7.2         The Ministry of Trade and Industry (MTI) would grant an automatic time-limited exemption to issuers (and the issuers’ service provider(s), if any) to have temporary operations in the same physical location for the purpose of holding a general meeting, provided that: 

(a) the number of persons (i.e. from the issuer and if any, the issuer’s service provider(s)) at the same physical location does not exceed 6; and

(b) the arrangement at the physical venue must comply with the safe distancing measures contained in the Regulations or the Infectious Diseases (Measures to Prevent Spread of COVID-19) Regulations 2020 (and any subsequent advisories or regulations as may be issued).  

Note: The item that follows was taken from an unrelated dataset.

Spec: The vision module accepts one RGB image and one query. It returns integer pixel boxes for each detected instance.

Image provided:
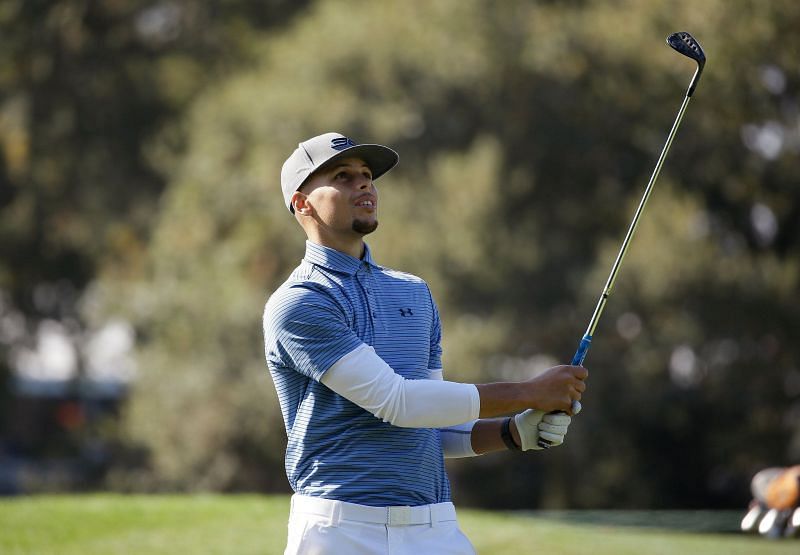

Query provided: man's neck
[308,234,364,259]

7.3         The issuer (and the issuer’s service provider(s), if any) must notify MTI of the date, time and venue of the meeting, by submitting a notification for time-limited exemption, no later than one day before the conduct of the general meeting, via https://covid.gobusiness.gov.sg.

 

8.           Quorum 

8.1         For issuers and non-listed companies incorporated in Singapore, a quorum is formed by 2 members of the company (except where the constitution provides for a quorum of 1 member) (as the term ‘member’ is construed under the CA) personally or electronically present. 

8.2         For issuers that are registered business trusts or REITs, a quorum is formed by unitholders personally or electronically present and satisfying the relevant quorum requirements, as determined by proxies submitted by unitholders prior to the meeting.  

8.3         A shareholder or member is electronically present at a meeting if the person: (a) attends by electronic means; (b) is verified by the share registrar (in the case of an issuer) or the company secretary (in the case of a non-listed company) as attending the meeting by electronic means; and (c) is acknowledged by the chairman of the meeting as present by electronic means. 

 

9.           Rights of Relevant Intermediaries 

9.1         Persons, who would have been able to be appointed as proxies by relevant intermediaries under Section 181(1C) of the CA, such as CPF and SRS investors, must be given the same extent of rights as shareholders or members. Such rights include the right to participate in the meeting through “live” webcast and submit questions prior to the meeting and have substantial and relevant questions answered. 

 

10.         Directors and Auditors

10.1       For issuers, the Board of Directors and the statutory auditors should attend the general meetings, and their attendance and right to be heard may be satisfied by electronic means. 

10.2       For non-listed companies, directors and auditors may also attend or be heard at general meetings through electronic means. 

 

11.         Minutes 

11.1       Issuers must publish minutes within one month after the general meeting on SGXNET and, if available, the issuer’s corporate website. 

11.2       The minutes should record substantial and relevant comments or queries from shareholders relating to the agenda of the general meeting, and responses from the Board of Directors and management.